Starbucks Corporation's shares ended the week on a positive note, closing Friday at $103.04, up 0.74%, before settling at $102.62 in after-hours trading. The stock is now trading approximately 5% below its 52-week high of $108.88, reflecting growing investor confidence in the company's turnaround strategy under CEO Brian Niccol.
The recent price action marks a significant shift from earlier this year when Starbucks was viewed as a struggling turnaround story. The stock has gained momentum following the company's fiscal second-quarter results, which showed global comparable store sales growth of 6.2%, including 7.1% in North America and the U.S. Revenue rose 9% to $9.5 billion, while GAAP EPS came in at $0.45 and non-GAAP EPS at $0.50.
Management raised fiscal 2026 guidance after Q2, projecting adjusted EPS of $2.25 to $2.45 and annual global same-store sales growth of about 5% or more. This optimistic outlook has helped sustain the stock's upward trajectory, but it also raises the stakes for the upcoming fiscal third-quarter results.
The bull case for Starbucks hinges on continued transaction growth and successful execution of the "Back to Starbucks" plan. However, the company faces headwinds from rising labor costs, coffee price inflation, and tariff pressures. North America operating margin fell to 9.9% from 11.6% in Q2, a decline of 170 basis points, primarily due to labor investments and product mix changes.
Analyst sentiment remains cautiously optimistic.

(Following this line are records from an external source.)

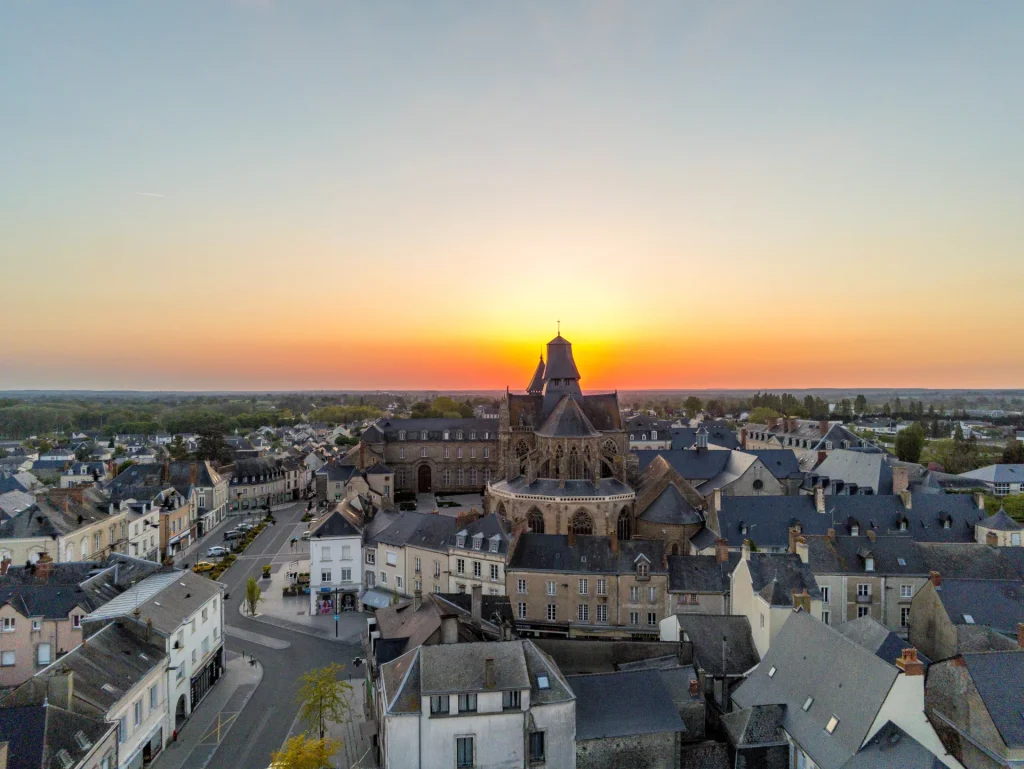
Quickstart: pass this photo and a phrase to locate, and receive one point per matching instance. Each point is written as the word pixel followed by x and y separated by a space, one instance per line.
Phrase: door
pixel 423 475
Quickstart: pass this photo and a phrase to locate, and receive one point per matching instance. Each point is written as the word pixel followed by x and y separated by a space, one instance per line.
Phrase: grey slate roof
pixel 590 554
pixel 995 603
pixel 620 705
pixel 997 676
pixel 706 633
pixel 812 659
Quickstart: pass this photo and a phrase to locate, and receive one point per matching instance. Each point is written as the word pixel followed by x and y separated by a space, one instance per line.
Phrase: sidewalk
pixel 356 748
pixel 213 718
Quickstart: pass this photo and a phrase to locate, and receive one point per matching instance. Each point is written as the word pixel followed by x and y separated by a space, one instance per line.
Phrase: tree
pixel 253 595
pixel 324 696
pixel 910 442
pixel 761 415
pixel 304 753
pixel 1014 453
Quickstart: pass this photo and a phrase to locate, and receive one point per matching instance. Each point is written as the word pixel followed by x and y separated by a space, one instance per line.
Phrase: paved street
pixel 265 721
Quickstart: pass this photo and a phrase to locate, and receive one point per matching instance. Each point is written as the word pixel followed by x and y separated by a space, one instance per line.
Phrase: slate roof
pixel 1000 522
pixel 877 638
pixel 567 421
pixel 812 659
pixel 706 633
pixel 336 524
pixel 552 487
pixel 621 705
pixel 781 463
pixel 773 516
pixel 590 554
pixel 995 603
pixel 865 470
pixel 996 474
pixel 700 573
pixel 997 676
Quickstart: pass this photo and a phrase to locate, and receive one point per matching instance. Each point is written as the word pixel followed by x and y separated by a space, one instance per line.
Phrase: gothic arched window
pixel 582 523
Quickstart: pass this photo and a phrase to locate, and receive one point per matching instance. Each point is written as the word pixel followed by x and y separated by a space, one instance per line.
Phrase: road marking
pixel 245 635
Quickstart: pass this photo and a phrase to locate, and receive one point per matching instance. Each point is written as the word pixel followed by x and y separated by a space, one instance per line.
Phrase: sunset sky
pixel 275 195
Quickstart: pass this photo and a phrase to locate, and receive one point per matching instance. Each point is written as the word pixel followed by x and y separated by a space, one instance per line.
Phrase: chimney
pixel 477 604
pixel 721 550
pixel 450 629
pixel 909 664
pixel 802 551
pixel 60 689
pixel 901 479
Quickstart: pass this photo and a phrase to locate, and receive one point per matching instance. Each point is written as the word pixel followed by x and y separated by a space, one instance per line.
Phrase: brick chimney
pixel 909 664
pixel 819 499
pixel 901 479
pixel 476 604
pixel 721 550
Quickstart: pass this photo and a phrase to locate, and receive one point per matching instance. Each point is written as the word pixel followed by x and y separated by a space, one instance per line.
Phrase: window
pixel 510 700
pixel 463 752
pixel 537 746
pixel 439 703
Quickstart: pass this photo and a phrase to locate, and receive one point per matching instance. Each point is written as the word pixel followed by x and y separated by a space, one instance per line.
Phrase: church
pixel 565 466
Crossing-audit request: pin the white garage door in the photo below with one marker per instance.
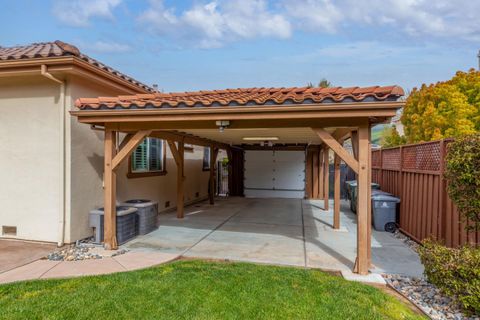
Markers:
(274, 174)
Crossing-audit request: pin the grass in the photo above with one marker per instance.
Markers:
(193, 289)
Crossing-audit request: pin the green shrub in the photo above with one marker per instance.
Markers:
(455, 271)
(462, 170)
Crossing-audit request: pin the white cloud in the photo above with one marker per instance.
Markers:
(77, 13)
(214, 23)
(105, 47)
(437, 19)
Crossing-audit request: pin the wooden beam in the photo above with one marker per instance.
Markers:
(337, 148)
(129, 147)
(187, 138)
(362, 201)
(336, 196)
(110, 214)
(159, 123)
(341, 134)
(211, 189)
(326, 181)
(125, 140)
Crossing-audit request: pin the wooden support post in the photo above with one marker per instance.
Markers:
(321, 175)
(230, 170)
(211, 188)
(180, 179)
(369, 197)
(362, 263)
(315, 162)
(179, 157)
(110, 212)
(326, 182)
(336, 197)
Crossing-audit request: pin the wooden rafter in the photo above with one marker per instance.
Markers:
(341, 134)
(187, 138)
(333, 144)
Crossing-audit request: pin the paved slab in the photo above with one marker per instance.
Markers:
(15, 253)
(276, 231)
(82, 268)
(30, 271)
(140, 259)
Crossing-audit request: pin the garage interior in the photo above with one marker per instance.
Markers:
(277, 141)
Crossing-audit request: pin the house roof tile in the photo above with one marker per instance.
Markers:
(244, 97)
(60, 49)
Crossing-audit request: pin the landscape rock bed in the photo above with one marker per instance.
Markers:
(423, 294)
(427, 297)
(82, 250)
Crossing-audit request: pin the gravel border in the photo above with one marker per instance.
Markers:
(82, 250)
(423, 294)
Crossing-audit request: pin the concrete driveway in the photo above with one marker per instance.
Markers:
(14, 253)
(291, 232)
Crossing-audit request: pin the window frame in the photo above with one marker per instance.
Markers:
(132, 174)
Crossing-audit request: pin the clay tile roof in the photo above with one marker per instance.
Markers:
(60, 49)
(244, 97)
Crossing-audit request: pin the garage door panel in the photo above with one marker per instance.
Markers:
(275, 174)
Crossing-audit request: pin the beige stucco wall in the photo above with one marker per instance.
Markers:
(31, 187)
(86, 160)
(30, 166)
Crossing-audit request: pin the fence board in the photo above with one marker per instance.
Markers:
(415, 174)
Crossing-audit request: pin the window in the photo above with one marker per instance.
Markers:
(206, 158)
(148, 159)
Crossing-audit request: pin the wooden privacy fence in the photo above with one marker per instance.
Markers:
(414, 173)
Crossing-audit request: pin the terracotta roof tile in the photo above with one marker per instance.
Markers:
(60, 49)
(243, 97)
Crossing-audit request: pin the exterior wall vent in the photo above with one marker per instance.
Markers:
(10, 231)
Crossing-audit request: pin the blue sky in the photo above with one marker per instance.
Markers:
(196, 45)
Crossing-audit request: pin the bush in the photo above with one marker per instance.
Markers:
(455, 271)
(462, 170)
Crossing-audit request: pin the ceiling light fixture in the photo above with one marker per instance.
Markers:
(260, 138)
(222, 124)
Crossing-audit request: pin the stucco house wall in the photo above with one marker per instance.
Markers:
(30, 189)
(31, 167)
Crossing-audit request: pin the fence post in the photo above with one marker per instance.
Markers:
(442, 219)
(380, 168)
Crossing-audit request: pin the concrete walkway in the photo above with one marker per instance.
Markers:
(45, 269)
(16, 253)
(290, 232)
(275, 231)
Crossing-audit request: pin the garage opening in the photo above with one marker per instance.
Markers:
(274, 174)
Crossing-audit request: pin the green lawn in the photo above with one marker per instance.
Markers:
(201, 290)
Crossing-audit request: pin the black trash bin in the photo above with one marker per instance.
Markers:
(384, 211)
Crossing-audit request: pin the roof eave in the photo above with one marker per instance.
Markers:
(67, 64)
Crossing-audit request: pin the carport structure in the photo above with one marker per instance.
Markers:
(317, 119)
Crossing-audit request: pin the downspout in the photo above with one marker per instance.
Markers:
(61, 217)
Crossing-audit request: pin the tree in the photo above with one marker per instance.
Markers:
(462, 171)
(391, 138)
(443, 110)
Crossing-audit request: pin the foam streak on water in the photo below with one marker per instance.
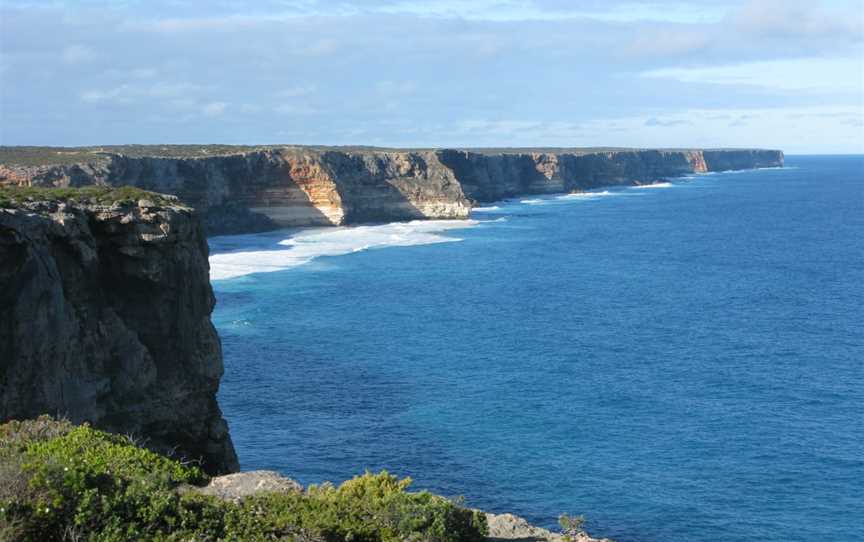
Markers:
(306, 246)
(679, 365)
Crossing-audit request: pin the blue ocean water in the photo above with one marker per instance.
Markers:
(678, 363)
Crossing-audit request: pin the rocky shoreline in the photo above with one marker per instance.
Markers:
(502, 527)
(251, 189)
(105, 310)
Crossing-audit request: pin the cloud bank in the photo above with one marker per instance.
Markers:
(445, 73)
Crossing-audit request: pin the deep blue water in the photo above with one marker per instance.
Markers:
(678, 364)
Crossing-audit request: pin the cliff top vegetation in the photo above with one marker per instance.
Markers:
(15, 196)
(60, 156)
(64, 482)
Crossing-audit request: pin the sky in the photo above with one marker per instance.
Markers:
(782, 74)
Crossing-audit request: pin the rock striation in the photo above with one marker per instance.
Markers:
(105, 317)
(243, 189)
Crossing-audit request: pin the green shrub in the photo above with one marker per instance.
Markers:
(13, 196)
(77, 483)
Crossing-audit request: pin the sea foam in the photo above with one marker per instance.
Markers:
(655, 185)
(306, 246)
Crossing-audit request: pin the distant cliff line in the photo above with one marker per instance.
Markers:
(244, 189)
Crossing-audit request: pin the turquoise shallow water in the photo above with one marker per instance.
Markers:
(682, 363)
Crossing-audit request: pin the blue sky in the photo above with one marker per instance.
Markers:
(663, 73)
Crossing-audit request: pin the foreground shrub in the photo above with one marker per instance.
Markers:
(76, 483)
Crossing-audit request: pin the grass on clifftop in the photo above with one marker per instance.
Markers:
(62, 482)
(13, 196)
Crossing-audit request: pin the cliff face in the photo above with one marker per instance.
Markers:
(260, 189)
(105, 317)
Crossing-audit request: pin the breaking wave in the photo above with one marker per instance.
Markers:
(308, 245)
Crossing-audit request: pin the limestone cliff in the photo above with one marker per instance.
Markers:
(105, 317)
(247, 189)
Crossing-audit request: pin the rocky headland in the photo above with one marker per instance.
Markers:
(105, 305)
(105, 310)
(249, 189)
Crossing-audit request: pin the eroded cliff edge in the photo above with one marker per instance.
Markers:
(105, 317)
(247, 189)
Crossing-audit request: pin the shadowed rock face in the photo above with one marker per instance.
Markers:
(266, 188)
(105, 317)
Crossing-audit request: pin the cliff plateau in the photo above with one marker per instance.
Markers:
(105, 317)
(248, 189)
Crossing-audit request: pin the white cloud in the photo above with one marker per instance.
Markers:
(297, 91)
(802, 74)
(78, 54)
(214, 109)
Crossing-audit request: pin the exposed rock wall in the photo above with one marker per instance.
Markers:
(304, 186)
(105, 317)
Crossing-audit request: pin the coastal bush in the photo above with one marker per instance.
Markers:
(12, 196)
(63, 482)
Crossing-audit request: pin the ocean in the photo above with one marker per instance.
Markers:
(682, 362)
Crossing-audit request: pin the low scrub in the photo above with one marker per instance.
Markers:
(62, 482)
(14, 196)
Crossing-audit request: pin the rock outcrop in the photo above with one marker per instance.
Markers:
(254, 189)
(502, 527)
(105, 317)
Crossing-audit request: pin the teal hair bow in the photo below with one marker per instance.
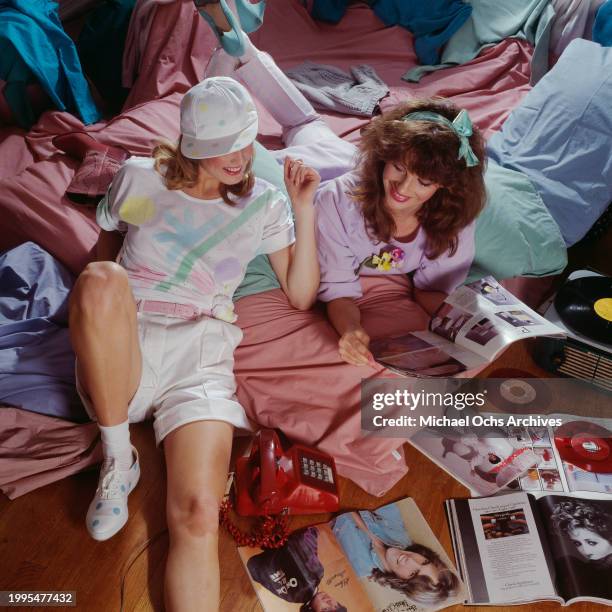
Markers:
(461, 125)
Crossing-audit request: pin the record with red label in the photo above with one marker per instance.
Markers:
(585, 305)
(518, 392)
(586, 445)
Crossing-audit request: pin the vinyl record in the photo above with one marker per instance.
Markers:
(586, 445)
(518, 392)
(585, 305)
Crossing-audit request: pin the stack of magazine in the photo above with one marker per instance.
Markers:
(385, 560)
(470, 329)
(514, 549)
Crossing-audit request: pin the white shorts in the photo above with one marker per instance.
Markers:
(187, 374)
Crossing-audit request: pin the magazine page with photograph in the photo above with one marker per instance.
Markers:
(514, 549)
(580, 536)
(555, 473)
(401, 564)
(501, 550)
(383, 560)
(308, 573)
(472, 327)
(486, 318)
(484, 460)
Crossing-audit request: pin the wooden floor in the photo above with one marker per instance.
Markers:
(44, 545)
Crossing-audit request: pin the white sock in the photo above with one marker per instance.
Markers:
(221, 64)
(116, 444)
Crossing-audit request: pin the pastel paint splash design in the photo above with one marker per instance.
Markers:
(228, 269)
(145, 277)
(137, 210)
(223, 234)
(185, 234)
(202, 281)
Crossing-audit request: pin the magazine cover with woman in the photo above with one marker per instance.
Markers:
(364, 561)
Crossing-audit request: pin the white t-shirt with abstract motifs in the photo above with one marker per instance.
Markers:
(187, 250)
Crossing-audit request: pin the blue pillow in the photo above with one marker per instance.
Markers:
(560, 136)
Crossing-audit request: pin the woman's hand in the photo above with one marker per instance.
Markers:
(353, 347)
(301, 182)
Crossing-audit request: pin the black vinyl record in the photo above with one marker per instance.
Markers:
(585, 445)
(585, 305)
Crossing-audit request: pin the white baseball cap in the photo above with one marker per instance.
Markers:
(217, 117)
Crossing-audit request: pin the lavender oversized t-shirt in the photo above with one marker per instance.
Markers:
(343, 244)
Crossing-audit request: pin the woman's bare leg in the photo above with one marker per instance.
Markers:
(104, 335)
(197, 460)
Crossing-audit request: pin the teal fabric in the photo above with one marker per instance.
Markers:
(492, 21)
(432, 23)
(515, 234)
(602, 28)
(33, 45)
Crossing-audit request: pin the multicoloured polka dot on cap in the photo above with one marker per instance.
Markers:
(218, 117)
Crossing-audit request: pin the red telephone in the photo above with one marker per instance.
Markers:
(297, 481)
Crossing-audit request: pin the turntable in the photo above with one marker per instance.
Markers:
(583, 308)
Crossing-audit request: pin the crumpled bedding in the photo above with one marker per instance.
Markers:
(36, 357)
(278, 384)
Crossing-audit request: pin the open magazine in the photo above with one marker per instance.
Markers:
(520, 458)
(385, 560)
(513, 549)
(472, 327)
(553, 472)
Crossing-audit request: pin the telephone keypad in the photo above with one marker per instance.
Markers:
(317, 469)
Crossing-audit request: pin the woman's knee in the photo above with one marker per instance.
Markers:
(193, 514)
(101, 289)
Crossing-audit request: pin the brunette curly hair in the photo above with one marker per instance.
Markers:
(179, 171)
(569, 515)
(429, 150)
(421, 589)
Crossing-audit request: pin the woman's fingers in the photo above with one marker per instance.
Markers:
(353, 347)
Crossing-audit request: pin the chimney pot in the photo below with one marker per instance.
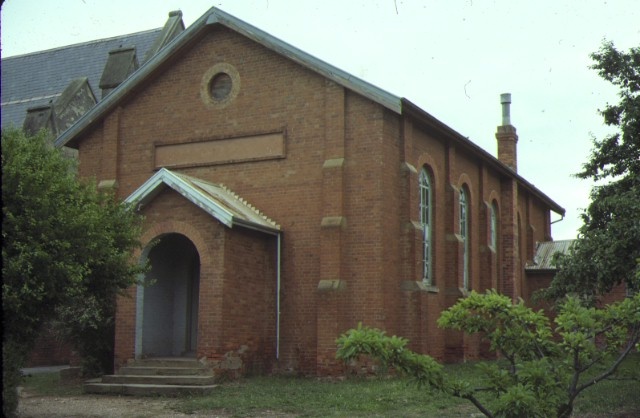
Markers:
(505, 99)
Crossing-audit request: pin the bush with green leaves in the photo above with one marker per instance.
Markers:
(66, 251)
(541, 371)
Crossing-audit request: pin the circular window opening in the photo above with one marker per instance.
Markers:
(220, 86)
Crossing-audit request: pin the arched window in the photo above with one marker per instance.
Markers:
(425, 222)
(493, 226)
(464, 233)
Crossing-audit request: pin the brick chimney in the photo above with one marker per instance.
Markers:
(506, 136)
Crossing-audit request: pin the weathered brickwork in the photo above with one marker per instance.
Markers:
(346, 196)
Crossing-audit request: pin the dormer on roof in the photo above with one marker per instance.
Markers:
(120, 64)
(74, 102)
(40, 117)
(76, 99)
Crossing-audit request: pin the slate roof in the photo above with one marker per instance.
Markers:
(543, 259)
(38, 78)
(215, 199)
(215, 17)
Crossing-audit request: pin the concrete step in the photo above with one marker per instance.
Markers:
(164, 371)
(167, 362)
(190, 380)
(136, 389)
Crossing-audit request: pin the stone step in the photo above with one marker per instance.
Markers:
(164, 371)
(136, 389)
(167, 362)
(190, 380)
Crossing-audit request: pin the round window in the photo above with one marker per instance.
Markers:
(220, 86)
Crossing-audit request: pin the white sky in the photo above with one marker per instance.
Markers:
(452, 58)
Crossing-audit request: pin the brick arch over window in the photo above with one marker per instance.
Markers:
(464, 231)
(493, 220)
(170, 227)
(428, 164)
(426, 217)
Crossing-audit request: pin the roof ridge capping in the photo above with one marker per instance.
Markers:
(243, 201)
(371, 91)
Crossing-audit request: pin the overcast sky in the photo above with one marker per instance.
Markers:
(452, 58)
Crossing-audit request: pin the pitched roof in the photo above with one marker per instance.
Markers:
(39, 78)
(215, 199)
(543, 259)
(217, 17)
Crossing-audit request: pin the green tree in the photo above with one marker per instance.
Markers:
(605, 253)
(540, 373)
(66, 252)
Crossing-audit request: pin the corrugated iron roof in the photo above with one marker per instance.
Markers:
(215, 199)
(543, 259)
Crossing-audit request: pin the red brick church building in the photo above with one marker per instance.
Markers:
(286, 201)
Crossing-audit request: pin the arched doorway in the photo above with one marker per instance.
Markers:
(167, 307)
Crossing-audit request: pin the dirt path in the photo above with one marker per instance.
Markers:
(99, 406)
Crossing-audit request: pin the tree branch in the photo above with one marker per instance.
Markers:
(635, 336)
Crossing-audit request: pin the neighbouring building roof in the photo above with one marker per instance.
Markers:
(39, 78)
(543, 259)
(215, 199)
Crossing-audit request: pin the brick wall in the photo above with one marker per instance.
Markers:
(346, 196)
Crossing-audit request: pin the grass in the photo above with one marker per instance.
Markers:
(307, 397)
(357, 397)
(50, 384)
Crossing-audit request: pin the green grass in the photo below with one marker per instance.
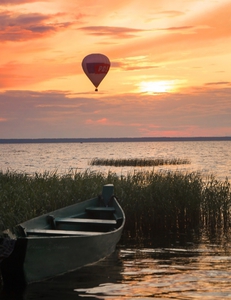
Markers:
(153, 202)
(137, 162)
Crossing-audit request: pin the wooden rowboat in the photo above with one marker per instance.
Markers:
(66, 239)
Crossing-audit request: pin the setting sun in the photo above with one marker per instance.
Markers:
(156, 86)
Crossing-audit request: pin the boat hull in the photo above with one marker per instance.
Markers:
(84, 233)
(50, 256)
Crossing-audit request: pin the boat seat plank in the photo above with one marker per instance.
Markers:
(60, 232)
(100, 209)
(86, 221)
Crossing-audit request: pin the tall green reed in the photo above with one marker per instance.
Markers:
(153, 202)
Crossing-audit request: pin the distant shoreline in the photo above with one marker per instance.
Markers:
(112, 140)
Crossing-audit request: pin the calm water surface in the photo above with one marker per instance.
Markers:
(186, 272)
(180, 268)
(206, 157)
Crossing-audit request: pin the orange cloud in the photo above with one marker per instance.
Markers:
(22, 27)
(115, 32)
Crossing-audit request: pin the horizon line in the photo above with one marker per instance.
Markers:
(111, 139)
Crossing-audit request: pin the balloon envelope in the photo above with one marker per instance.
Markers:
(96, 67)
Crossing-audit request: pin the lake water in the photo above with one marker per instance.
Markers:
(206, 157)
(172, 267)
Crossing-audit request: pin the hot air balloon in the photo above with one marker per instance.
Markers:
(96, 67)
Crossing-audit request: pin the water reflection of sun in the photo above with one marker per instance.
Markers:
(151, 87)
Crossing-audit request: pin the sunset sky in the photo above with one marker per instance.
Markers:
(170, 69)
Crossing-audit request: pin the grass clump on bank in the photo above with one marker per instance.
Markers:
(137, 162)
(152, 201)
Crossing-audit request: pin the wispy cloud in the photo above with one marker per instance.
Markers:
(17, 2)
(115, 32)
(14, 27)
(55, 114)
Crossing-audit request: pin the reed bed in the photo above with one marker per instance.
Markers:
(138, 162)
(153, 202)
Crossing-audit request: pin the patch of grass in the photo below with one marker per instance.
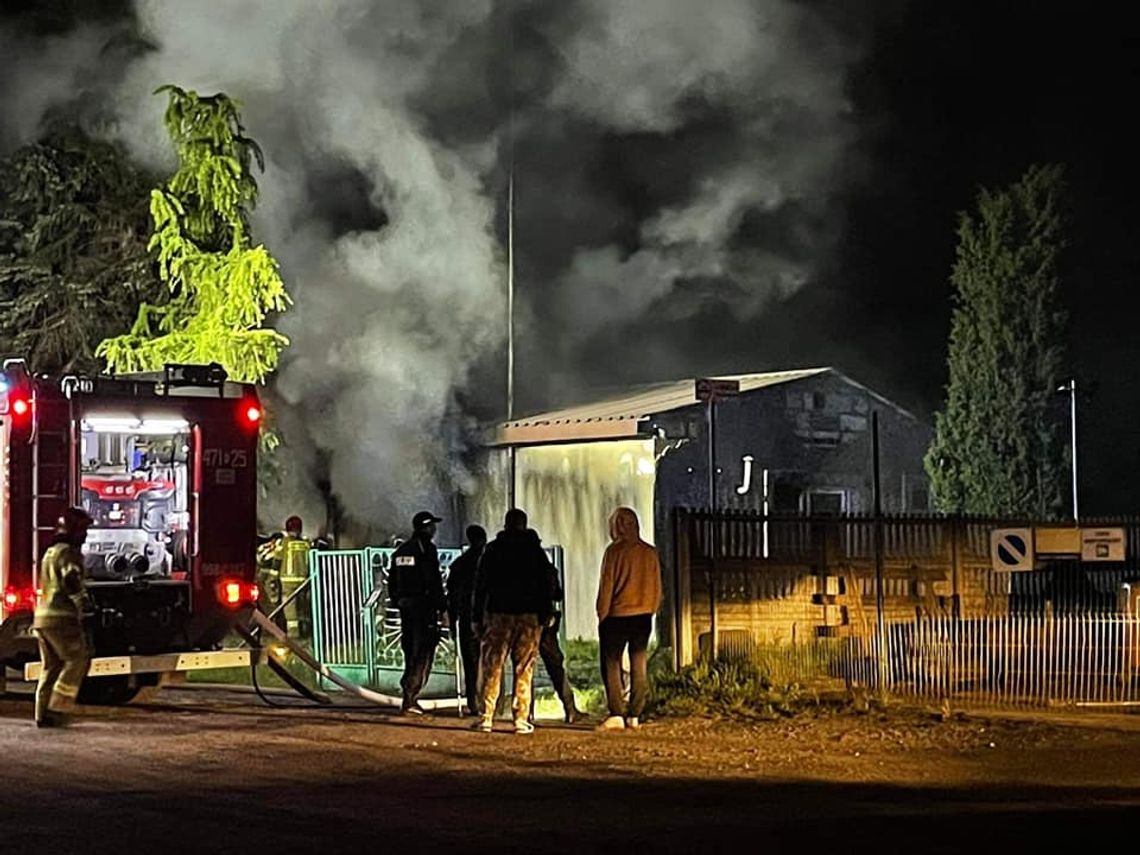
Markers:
(738, 687)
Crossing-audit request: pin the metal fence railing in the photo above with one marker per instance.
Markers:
(356, 627)
(1009, 660)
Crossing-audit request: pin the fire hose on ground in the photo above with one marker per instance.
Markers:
(265, 623)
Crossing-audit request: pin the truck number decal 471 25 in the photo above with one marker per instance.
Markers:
(229, 457)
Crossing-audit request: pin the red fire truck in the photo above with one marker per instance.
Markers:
(167, 466)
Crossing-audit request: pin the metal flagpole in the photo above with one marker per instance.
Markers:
(510, 273)
(510, 327)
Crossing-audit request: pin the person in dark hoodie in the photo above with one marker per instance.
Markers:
(512, 603)
(461, 595)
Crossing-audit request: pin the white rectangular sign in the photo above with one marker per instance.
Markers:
(1102, 545)
(1011, 550)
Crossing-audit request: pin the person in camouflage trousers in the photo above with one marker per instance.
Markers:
(58, 621)
(512, 603)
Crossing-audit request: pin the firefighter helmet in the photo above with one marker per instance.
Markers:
(73, 523)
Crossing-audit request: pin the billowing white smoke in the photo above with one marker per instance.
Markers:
(387, 323)
(635, 67)
(390, 319)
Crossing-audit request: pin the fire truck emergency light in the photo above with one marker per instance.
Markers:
(125, 424)
(234, 593)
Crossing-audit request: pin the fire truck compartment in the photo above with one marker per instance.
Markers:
(135, 483)
(140, 616)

Out of 28 analysts tracked over the past three months, 17 rate the stock as a buy, 10 as a hold, and one as a sell. The average 12-month price target is $110.88, implying about 7.6% upside from Friday's close. However, with a trailing P/E ratio of 78.64, the stock is not cheap, leaving little room for disappointment.
There is also a potential catalyst on the horizon: Reuters reported that Starbucks is considering options for its Japan business, including a possible stake sale that could value the unit at 400 billion to 500 billion yen. Japan represents nearly 9% of Starbucks' global store base with 1,883 locations as of September 2025.
The next major catalyst is the fiscal third-quarter earnings report, expected in late July to early August. Investors will focus on U.S. transactions, North America operating margin, updated 2026 guidance, and any confirmed developments regarding the Japan business. The stock's ability to break through its 52-week high will depend on whether Q2's traffic growth can be sustained and translated into improved profitability.